Published online by Cambridge University Press:  16 June 2015

A. Tiwari
Department of Mechanical Science and Engineering, University of Illinois at Urbana-Champaign, Urbana, IL 61801, USA
C. Pantano
Department of Mechanical Science and Engineering, University of Illinois at Urbana-Champaign, Urbana, IL 61801, USA
J. B. Freund*
Department of Mechanical Science and Engineering, University of Illinois at Urbana-Champaign, Urbana, IL 61801, USA Department of Aerospace Engineering, University of Illinois at Urbana-Champaign, Urbana, IL 61801, USA
Email address for correspondence:


The violent collapse of bubble clusters is thought to damage adjacent material in both engineering and biomedical applications.
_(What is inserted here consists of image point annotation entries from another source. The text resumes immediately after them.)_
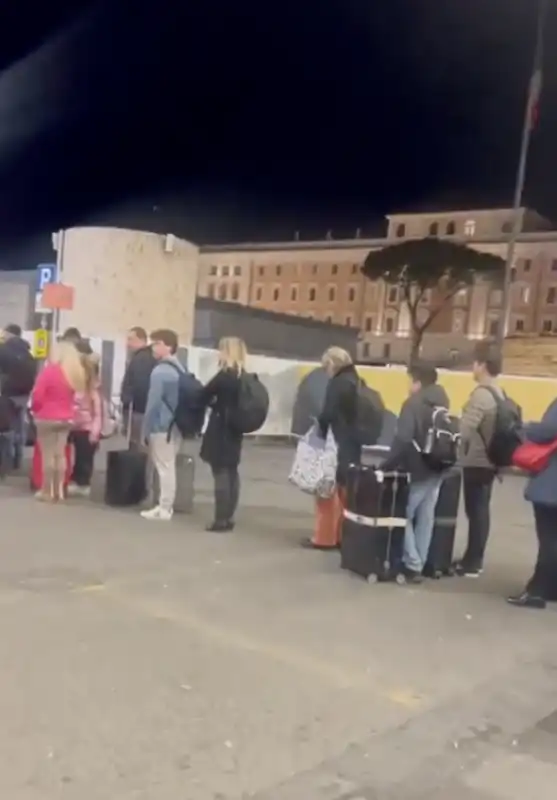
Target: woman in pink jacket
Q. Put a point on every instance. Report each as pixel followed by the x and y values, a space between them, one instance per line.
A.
pixel 87 431
pixel 53 409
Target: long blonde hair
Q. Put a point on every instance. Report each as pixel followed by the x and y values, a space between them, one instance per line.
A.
pixel 232 353
pixel 66 355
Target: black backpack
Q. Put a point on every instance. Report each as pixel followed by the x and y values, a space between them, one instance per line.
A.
pixel 507 431
pixel 189 415
pixel 253 405
pixel 442 440
pixel 370 414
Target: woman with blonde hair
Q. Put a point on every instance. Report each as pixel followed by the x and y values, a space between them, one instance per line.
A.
pixel 222 443
pixel 86 434
pixel 53 409
pixel 339 414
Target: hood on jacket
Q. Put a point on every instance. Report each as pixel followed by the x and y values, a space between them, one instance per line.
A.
pixel 434 395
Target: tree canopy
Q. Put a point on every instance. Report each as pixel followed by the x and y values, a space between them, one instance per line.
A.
pixel 419 265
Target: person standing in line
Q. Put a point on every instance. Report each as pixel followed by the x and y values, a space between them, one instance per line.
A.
pixel 415 419
pixel 477 426
pixel 53 408
pixel 221 447
pixel 159 432
pixel 18 370
pixel 135 385
pixel 86 434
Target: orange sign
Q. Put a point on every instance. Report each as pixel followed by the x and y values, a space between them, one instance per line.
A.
pixel 57 297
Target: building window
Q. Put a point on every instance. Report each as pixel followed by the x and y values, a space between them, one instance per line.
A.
pixel 469 227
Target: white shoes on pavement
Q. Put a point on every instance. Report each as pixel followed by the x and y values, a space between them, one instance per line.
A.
pixel 157 514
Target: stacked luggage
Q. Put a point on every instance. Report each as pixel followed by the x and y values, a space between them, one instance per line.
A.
pixel 375 520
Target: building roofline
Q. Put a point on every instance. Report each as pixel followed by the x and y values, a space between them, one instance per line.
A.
pixel 357 244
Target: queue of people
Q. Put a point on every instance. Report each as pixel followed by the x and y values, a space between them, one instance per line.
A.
pixel 479 444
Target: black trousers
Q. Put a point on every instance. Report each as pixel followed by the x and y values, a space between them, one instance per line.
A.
pixel 543 582
pixel 477 484
pixel 84 458
pixel 227 492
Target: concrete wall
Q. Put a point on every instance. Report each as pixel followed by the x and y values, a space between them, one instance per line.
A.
pixel 123 278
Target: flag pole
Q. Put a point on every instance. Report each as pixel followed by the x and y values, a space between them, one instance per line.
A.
pixel 534 89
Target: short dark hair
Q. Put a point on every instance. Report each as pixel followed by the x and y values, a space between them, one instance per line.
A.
pixel 422 372
pixel 167 337
pixel 489 356
pixel 140 332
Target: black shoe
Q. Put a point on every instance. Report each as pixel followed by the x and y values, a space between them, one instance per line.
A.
pixel 308 544
pixel 527 600
pixel 219 526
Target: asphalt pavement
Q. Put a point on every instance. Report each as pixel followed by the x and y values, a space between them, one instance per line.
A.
pixel 150 661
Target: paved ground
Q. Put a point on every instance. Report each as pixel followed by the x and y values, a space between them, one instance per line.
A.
pixel 148 662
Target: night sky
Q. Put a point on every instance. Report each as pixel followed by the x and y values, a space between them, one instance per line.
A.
pixel 228 120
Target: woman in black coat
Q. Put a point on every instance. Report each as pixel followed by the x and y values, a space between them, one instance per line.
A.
pixel 340 416
pixel 221 447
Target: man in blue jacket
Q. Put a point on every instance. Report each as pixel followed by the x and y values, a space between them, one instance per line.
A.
pixel 159 433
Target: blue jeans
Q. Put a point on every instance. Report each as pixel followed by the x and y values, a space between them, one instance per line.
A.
pixel 420 519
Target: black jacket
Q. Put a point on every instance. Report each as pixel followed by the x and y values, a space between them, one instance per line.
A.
pixel 135 386
pixel 340 414
pixel 413 422
pixel 221 446
pixel 17 366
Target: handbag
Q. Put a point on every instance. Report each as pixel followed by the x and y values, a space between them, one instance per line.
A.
pixel 532 457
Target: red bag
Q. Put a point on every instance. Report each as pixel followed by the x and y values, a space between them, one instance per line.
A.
pixel 37 467
pixel 532 457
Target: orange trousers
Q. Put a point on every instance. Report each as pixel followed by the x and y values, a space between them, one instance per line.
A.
pixel 328 519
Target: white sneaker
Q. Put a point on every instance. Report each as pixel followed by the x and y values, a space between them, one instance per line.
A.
pixel 157 514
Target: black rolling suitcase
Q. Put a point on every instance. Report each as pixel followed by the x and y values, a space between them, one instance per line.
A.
pixel 440 557
pixel 374 522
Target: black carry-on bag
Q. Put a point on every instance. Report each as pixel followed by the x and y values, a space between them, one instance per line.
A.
pixel 126 475
pixel 373 523
pixel 440 557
Yet the complexities of the root mechanisms have restricted theoretical descriptions to significantly simplified configurations. Reduced-physics models based upon either homogenization or arrays of idealized spherical bubbles do reproduce important gross cluster-scale features. However, these models neglect detailed local bubble–bubble interactions, which are expected to mediate damage mechanisms. To describe these bubble-scale interactions, we simulate the expansion and subsequent collapse of a hemispherical cluster of 50 bubbles adjacent to a plane rigid wall, explicitly representing both the asymmetric dynamics of each bubble within the cluster and the compressible-fluid mechanics of bubble–bubble interactions. Results show that the collapse propagates inward, as visualized in experiments, and that geometric focusing generates high impulsive pressures. This gross behaviour is nearly independent of the specific arrangement of bubbles within the cluster and matches predictions from the corresponding particle and homogenized models we consider. The peak pressure in the detailed simulations is associated with the centremost bubble, which causes a corresponding peak pressure on the nearby wall. However, the peak pressures in all cases are a small fraction – over a factor of ten times smaller in many cases – of those predicted in the corresponding reduced models. This is due to the enhanced focusing in the homogeneous model and the spherical constraint on each bubble in the particle models assessed. These would be important factors to consider in any subsequent predictions of wall damage based upon reduced models.